Reactor Operations

This guide covers running the reactor in production: enabling and configuring it, the metrics and readiness semantics to monitor, beacon setup on peels, and runbook entries for the common failure modes.

For rule authoring see the Reactor guide; for the system design see the Reactor architecture.

Enabling and Configuration

The reactor is enabled by default on zester-master. All knobs live under the reactor: section of master.yaml, each with a matching flag (flag > YAML > default):

reactor:
  enabled: true
  dir: /data/reactor
  workers: 4
  max_chain_depth: 3
  enable_chaining: true
  default_throttle: 0
  source_rate_limit: 120
  max_event_age: 1h
  storm_rate: 60
  breaker_cooldown: 5m

Setting	Flag	Default	Meaning
`enabled`	`--reactor`	`true`	Run the reactor engine, rule loader, test service, and lag gauge on this master
`dir`	`--reactor-dir`	`/data/reactor`	Local directory holding `top.zy` + reaction `.zy` files (published to the `reactor-files` bucket by the `publisher` lease holder)
`workers`	`--reactor-workers`	`4`	Render/execute worker pool size
`max_chain_depth`	`--reactor-max-chain-depth`	`3`	Events at or beyond this chain depth are dropped; `event.send` refuses to emit at the cap
`enable_chaining`	`--reactor-enable-chaining`	`true`	Allow reaction rules to emit derived events (`event.send`)
`default_throttle`	`--reactor-default-throttle`	`0`	Per-(rule, source) refractory period for rules without their own `throttle` (0 = none)
`source_rate_limit`	`--reactor-source-rate-limit`	`120`	Per-origin events/minute (burst 30); `0` = unlimited
`max_event_age`	`--reactor-max-event-age`	`1h`	Drop events older than this at consume time; `0` = no staleness gate (full replay)
`storm_rate`	`--reactor-storm-rate`	`60`	Per-rule fires/minute that trips the circuit breaker; `0` = no breaker
`breaker_cooldown`	`--reactor-breaker-cooldown`	`5m`	How long a tripped breaker stays open

Default staleness gate: a master outage longer than 1h drops queued events

Events published while no master is running queue durably in the events stream and replay when a master returns — but the default max_event_age: 1h drops any replayed event older than one hour. Each drop is loud: a Warn log (reactor: dropping stale event) and zester_reactor_events_dropped_total{reason="stale"}. This is deliberate (reacting to a 20-hour-old service-down alarm after an outage is usually harmful), but if your rules must process every event regardless of age, set max_event_age: 0 for full replay. Alert on the stale drop reason either way.

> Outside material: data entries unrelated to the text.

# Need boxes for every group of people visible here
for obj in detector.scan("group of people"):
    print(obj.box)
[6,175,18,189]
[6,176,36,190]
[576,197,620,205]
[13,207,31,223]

Disabling the reactor (reactor.enabled: false / --reactor=false) skips the engine, loader, test service, lag gauge, and the reactor readiness check entirely on that master. The master still emits _master events (e.g. enrollment-pending events) — they queue in the stream for whichever master runs the reactor — and it still publishes reactor.dir to the reactor-files bucket when it holds the publisher lease: rule distribution is independent of the enabled knob, so a dedicated-publisher master with the reactor off cannot starve the enabled masters of rules.

Metrics

Master metrics (all under the zester_ namespace, exported on /metrics):

Metric	Type	Labels	Meaning
`zester_reactor_events_total`	counter	`origin_type` (`peel`\|`master`\|`admin`)	Events consumed by the reactor
`zester_reactor_events_dropped_total`	counter	`reason` (`malformed`\|`decode`\|`spoof`\|`depth`\|`ratelimit`\|`stale`\|`backpressure`)	Events dropped at the consume gates (backpressure is a delayed redelivery, not a loss)
`zester_reactor_events_unmatched_total`	counter		Events that matched no rule (not a drop — normal for unrouted tags)
`zester_reactor_reactions_total`	counter	`rule`, `result` (`dispatched`\|`duplicate`\|`throttled`\|`breaker_open`\|`render_error`\|`validate_error`\|`aborted`\|`refused`\|`no_targets`\|`error`)	Reaction executions per rule and outcome
`zester_reactor_render_duration_seconds`	histogram		Time to render one matched reaction rule
`zester_reactor_breaker_open`	gauge	`rule`	1 while a rule's storm circuit breaker is open; clears within ~15s of the cooldown expiring (a periodic sweep — no new matching event needed)
`zester_reactor_lag`	gauge		Pending (undelivered) events on the shared `reactor` consumer, polled every 15s
`zester_reactor_rule_errors_total`	counter		Failed rule loads (the last-known-good rule set stays active)
`zester_reactor_rules_loaded`	gauge		Rules in the active rule set

Peel metric:

Metric	Type	Labels	Meaning
`zester_peel_beacon_events_total`	counter	`beacon`	Beacon events generated by this peel (counted before publish, so offline-buffered events are included)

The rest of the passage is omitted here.